O Sindicato dos Servidores do Poder Judiciário de Mato Grosso (Sinjusmat) informou que a greve prevista para esta quarta-feira (21) será mantida, mesmo após decisão judicial que considerou o movimento ilegal e determinou a suspensão imediata da paralisação.

A ordem foi proferida pelo desembargador Rodrigo Roberto Curvo, do Tribunal de Justiça de Mato Grosso (TJMT), que acolheu pedido do Governo do Estado. Na decisão, o magistrado fixou multa diária de R$ 200 mil ao sindicato em caso de descumprimento, proibiu a realização de piquetes e autorizou o desconto em folha dos dias não trabalhados.

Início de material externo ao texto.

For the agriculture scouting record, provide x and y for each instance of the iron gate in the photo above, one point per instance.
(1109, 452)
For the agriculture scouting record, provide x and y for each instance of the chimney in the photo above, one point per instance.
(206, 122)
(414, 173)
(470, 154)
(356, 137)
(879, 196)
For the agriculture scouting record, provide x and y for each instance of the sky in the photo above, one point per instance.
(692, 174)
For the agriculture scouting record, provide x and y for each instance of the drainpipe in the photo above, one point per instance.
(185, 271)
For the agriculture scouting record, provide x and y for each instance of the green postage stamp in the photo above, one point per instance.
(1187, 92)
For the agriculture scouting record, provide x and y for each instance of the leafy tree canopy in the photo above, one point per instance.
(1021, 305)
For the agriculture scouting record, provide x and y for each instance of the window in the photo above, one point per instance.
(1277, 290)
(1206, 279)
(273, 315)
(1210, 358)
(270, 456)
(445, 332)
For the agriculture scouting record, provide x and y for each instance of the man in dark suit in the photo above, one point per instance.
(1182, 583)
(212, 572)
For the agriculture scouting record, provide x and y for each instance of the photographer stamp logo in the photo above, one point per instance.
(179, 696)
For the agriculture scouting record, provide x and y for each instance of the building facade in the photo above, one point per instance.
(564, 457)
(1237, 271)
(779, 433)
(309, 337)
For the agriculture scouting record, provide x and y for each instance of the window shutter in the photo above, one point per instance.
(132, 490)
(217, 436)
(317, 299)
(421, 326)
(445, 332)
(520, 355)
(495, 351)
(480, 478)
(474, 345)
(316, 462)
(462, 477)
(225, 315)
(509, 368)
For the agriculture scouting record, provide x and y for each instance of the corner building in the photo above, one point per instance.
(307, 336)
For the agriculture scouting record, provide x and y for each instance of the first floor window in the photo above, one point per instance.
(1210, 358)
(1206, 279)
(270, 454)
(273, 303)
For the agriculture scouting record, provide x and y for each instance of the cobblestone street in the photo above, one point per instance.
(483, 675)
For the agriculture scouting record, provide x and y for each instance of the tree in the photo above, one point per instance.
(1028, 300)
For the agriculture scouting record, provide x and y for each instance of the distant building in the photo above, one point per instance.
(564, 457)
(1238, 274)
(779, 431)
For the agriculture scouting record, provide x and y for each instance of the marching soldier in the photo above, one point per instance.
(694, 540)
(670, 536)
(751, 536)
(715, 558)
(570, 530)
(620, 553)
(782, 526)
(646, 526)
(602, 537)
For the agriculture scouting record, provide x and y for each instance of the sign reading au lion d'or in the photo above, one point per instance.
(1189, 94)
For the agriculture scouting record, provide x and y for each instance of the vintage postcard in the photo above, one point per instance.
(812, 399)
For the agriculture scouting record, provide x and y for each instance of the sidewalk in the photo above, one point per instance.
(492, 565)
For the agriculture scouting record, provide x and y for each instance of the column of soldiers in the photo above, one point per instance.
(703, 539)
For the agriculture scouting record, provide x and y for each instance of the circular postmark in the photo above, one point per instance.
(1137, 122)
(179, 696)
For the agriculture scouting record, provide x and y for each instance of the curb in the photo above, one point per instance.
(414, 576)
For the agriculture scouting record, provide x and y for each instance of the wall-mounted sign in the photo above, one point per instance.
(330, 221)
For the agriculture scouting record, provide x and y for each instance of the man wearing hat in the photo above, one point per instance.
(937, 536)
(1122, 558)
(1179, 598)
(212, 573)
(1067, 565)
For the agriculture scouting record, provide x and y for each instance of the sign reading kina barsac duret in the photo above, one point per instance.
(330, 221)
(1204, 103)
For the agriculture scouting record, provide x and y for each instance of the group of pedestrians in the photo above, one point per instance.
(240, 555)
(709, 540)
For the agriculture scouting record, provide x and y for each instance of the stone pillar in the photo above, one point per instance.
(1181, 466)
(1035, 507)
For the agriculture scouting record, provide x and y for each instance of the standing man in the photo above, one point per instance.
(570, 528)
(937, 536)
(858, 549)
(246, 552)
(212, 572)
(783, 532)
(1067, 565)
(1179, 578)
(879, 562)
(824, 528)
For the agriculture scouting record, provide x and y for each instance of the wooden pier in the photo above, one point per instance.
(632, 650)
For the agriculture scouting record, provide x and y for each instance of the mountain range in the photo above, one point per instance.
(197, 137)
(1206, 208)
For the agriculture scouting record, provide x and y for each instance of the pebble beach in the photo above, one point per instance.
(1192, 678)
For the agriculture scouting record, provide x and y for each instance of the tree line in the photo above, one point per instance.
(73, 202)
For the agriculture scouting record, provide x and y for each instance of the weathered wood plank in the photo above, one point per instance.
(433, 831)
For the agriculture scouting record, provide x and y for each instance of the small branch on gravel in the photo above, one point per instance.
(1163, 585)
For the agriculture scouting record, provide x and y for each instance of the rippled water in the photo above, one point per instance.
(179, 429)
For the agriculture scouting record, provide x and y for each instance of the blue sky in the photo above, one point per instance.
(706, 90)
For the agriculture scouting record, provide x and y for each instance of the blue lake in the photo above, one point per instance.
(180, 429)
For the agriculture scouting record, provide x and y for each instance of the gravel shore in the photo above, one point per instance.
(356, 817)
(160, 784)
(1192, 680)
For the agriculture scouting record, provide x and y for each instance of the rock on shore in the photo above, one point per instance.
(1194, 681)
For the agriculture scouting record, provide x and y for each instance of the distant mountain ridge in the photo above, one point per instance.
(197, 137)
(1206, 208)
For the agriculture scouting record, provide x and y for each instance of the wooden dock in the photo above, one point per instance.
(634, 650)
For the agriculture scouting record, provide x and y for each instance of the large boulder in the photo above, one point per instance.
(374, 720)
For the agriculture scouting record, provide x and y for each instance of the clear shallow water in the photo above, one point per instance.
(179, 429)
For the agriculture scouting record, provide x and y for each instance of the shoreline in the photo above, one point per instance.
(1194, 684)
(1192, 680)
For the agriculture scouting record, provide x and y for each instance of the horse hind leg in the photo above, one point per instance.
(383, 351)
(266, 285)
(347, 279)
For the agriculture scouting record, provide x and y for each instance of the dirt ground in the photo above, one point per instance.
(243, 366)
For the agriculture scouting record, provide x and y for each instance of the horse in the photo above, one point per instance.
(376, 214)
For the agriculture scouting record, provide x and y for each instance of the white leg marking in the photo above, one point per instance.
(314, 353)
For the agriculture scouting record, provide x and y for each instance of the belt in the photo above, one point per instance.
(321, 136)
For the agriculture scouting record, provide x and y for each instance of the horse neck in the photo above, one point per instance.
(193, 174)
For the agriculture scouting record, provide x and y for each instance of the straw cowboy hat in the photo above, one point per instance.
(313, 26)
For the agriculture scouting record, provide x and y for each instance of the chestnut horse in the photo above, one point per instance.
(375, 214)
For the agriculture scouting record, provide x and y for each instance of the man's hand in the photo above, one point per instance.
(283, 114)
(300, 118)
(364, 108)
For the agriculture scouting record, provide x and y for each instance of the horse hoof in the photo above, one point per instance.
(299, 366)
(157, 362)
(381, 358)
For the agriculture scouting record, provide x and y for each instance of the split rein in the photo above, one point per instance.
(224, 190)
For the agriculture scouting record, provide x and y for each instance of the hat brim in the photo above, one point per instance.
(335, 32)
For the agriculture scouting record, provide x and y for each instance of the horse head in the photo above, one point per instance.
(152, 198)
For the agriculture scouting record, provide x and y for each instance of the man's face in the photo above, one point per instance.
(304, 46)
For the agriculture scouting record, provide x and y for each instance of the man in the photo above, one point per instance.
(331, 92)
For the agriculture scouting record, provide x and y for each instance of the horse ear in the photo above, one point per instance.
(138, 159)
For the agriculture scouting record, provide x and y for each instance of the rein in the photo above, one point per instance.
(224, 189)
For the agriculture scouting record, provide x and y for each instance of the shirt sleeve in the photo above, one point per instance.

Ao fundamentar a decisão, Curvo apontou que o sindicato não comprovou o esgotamento das tentativas de negociação antes da deflagração da greve, descumprindo requisitos da Lei de Greve. Também destacou a ausência de apresentação do estatuto social da entidade e de um plano para garantir a manutenção dos serviços essenciais à população.

O desembargador ainda alertou para os prejuízos à prestação jurisdicional, especialmente no período de retomada dos prazos processuais após o recesso, com impacto direto no andamento de processos, cumprimento de mandados, realização de audiências e atendimento de demandas urgentes.

Mesmo diante da decisão, o presidente do Sinjusmat, Rosenwal Rodrigues, afirmou que a categoria decidiu manter a paralisação. Segundo ele, o movimento desta quarta-feira está confirmado, inclusive com a realização de um manifesto em conjunto com outros servidores públicos vinculados à Federação Sindical dos Servidores Públicos do Estado de Mato Grosso (FESSP-MT).

“A greve está mantida. Amanhã, a partir das 8h, todos os servidores públicos estarão reunidos em frente à Assembleia Legislativa para o manifesto em defesa do RGA. Lá, os servidores do Poder Judiciário irão decidir se vão cumprir ou não a decisão judicial. O departamento jurídico do sindicato já está tomando todas as medidas cabíveis”, declarou.

A paralisação ocorre após o governo do Estado vetar o reajuste de 6,8% da Revisão Geral Anual (RGA), aprovado pela Assembleia Legislativa no ano passado. De acordo com Rosenwal, a decisão pelo movimento paredista foi tomada há semanas, após assembleias com os sindicalizados, e não haverá recuo, mesmo diante de eventual convite para negociação.

Atualmente, o Poder Judiciário de Mato Grosso conta com cerca de 5.500 servidores. Desses, aproximadamente 1.500 ocupam cargos comissionados e não devem aderir à greve. Ainda assim, o sindicato estima adesão de mais de 3 mil servidores efetivos.